It invests in high-yield fixed-interest securities and has produced positive NAV total returns and increased dividends in each of the past six years. The trust has a widely diversified portfolio, including some high-yielding convertibles and equities, with useful exposure to floating-rate notes to guard against inflation.
They have today issued full year results to 30th June 2016(link via Investegate)
Building on previous years modest 1.0% uplift, the Company's net asset value has again seen a modest increase of 1.0% although the share price return has increased by 4.7%. Investment returns were muted due to a slowdown in China’s growth combined with Eurozone concerns around Brexit.

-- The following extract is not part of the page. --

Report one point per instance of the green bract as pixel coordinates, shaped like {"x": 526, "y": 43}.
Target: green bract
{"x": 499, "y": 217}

Dividends have been increased to 4.36p (2015 4.31p) giving a yield of around 7.3% based on the current share price of 60p. The dividend is more than covered by earnings of 4.50p per share however revenue reserves have reduced to 98.3% (last yr 113.5%) - the equivalent of 12 months current dividends.
As in previous years, the trust continues to trade at a premium to net assets and the management have place new shares raising £3.4m.
|Compare NCYF with City Merchants (click to enlarge)|
Ongoing charges for the year have increased significantly from 0.95% to 1.25% which leaves me to ponder whether I wish to continue holding. With a great deal of turbulence hitting the equity markets in recent weeks following the Brexit decision, its reassuring to have the steadying effect of the fixed interest constituents in my portfolio. However, the charges are a full 1.0% more than my Lifestrategy fund.
If sterling starts to recover, making the LS option more attractive then I may well cash in my chips with this one.